Historic house in Alabama, United States

The J. P. McKee Lustron House is a historic enameled steel prefabricated house in Jackson, Alabama, United States. Designed and constructed by the Lustron Corporation, this example is one of two in Jackson. The other, the Doit W. McClellan Lustron House, is just around the corner from the McKee Lustron.

Lustron houses were only produced during a two-year period, with 2,495 known to have been made. Only roughly 2,000 of these are still in existence. Many of those that do remain have been altered significantly. Twenty Lustron houses are known to have been ordered in Alabama, although it is not clear if twenty were erected. Only eleven remained in 2000. Architectural historians with the Alabama Historical Commission believe that the two in Jackson may have been the first erected in the state.

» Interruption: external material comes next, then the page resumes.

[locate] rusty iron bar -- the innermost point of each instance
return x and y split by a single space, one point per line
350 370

The house forms part of the National Register of Historic Places' Lustron Houses in Alabama MPS. It was placed on the National Register on February 24, 2000, due to its architectural significance.

==History==
Both of the Lustron houses in Jackson were erected in 1949 by a local Lustron dealer, J. P. McKee of McKee Construction Company. An open house for both Lustrons was held beginning on April 16, 1949. As of 2000, the exteriors of both houses were in near-to-original condition. Both were being utilized as rental properties.

==Architecture==
The J. P. McKee Lustron House is an example of Lustron's "Westchester" 2-bedroom model. It retains the original enameled steel roof, wall panels, and "zig-zag" support column. Lustron houses came in four exterior colors, the McKee Lustron is in the company's "Desert Tan" color.